Saturday, October 4, 2008

The leaf turns

and I finally begin to truly let her in. The spotting has stopped. My fear piece of pregnancy seems to have settled down. I still have a wave of 'what if' panic on the way to an ultrasound but I'm pretty sure that's normal. I'm starting to look forward.

I'm in the eighth week of my pregnancy and the super news is that I'm back to work! I went back on Monday on limited activity...sitting as much as possible, no lifting or twisting. This coming week, I won't officially be on limited activity but still have to try to take it easy for one more week. My right ovary at last check was still ten centimeters but the RE seems to feel I've turned the corner. He kicked me out! I'm officially an obstetrician only girl.

Work this week was...a whole new definition of exhausting. A friend was asking me what it's like and I responded that it feels like I'm coming down with something all the time. Like you will probably have to call out of work the next day, but you won't because you're pregnant, not sick. From the moment the alarm goes off, I'm beat. When my mom and I were discussing this, she reassured me that it will only be like this for another month or so. That concept is too overwhelming. At this point I try not to look past tomorrow when I think about work. Still, it's so great to not be stuck on my recliner anymore. It was a crazy, hectic, busy week, but I'm so grateful to be back at work.

My morning sickness seems a bit better now that I'm back on my feet.

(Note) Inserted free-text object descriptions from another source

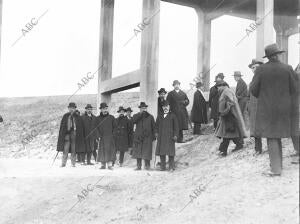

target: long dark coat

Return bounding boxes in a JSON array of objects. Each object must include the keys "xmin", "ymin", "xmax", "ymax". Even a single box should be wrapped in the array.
[
  {"xmin": 115, "ymin": 115, "xmax": 131, "ymax": 152},
  {"xmin": 57, "ymin": 112, "xmax": 86, "ymax": 153},
  {"xmin": 81, "ymin": 112, "xmax": 98, "ymax": 153},
  {"xmin": 155, "ymin": 112, "xmax": 179, "ymax": 156},
  {"xmin": 249, "ymin": 93, "xmax": 258, "ymax": 137},
  {"xmin": 95, "ymin": 113, "xmax": 116, "ymax": 163},
  {"xmin": 157, "ymin": 98, "xmax": 166, "ymax": 117},
  {"xmin": 290, "ymin": 67, "xmax": 300, "ymax": 137},
  {"xmin": 127, "ymin": 116, "xmax": 134, "ymax": 148},
  {"xmin": 250, "ymin": 60, "xmax": 298, "ymax": 138},
  {"xmin": 166, "ymin": 90, "xmax": 189, "ymax": 130},
  {"xmin": 209, "ymin": 85, "xmax": 219, "ymax": 119},
  {"xmin": 191, "ymin": 90, "xmax": 208, "ymax": 124},
  {"xmin": 236, "ymin": 78, "xmax": 248, "ymax": 114},
  {"xmin": 131, "ymin": 112, "xmax": 155, "ymax": 160},
  {"xmin": 215, "ymin": 87, "xmax": 247, "ymax": 139}
]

I definitely have to eat every couple hours and it's worse at night, but smells are no longer bothering me all day long and I'm not having as many food aversions. I think being busy helps because I'm not just laying here thinking about how I feel nauseaus. Currently, my body is not so impressed with the idea of sleeping though it craves it more than anything. You know when you're tired but not sleepy? That's me. I try to nap after work and stare at the ceiling. I go to bed early but remain awake. I randomly wake up in the middle of the night for an hour or two at a time. Good times.

You know what is funny about pregnancy? Everything makes me cry. Things that fertile women do without a second thought leaves me sobbing. At my first OB appointment, the nurse brought me this big baby-decorated bag filled with samples and pamphlets. My response? Crying. Why? Because I get a bag. Not every other women in the office while I leave with some sh!t pamphlet on PCOS or alcohol swabs for my injections. I get the bag. These moments are milestones for me where other women don't even recognize the significance. And you know what? Those moments make me appreciate where I've come from. The long journey makes you so grateful for where you are.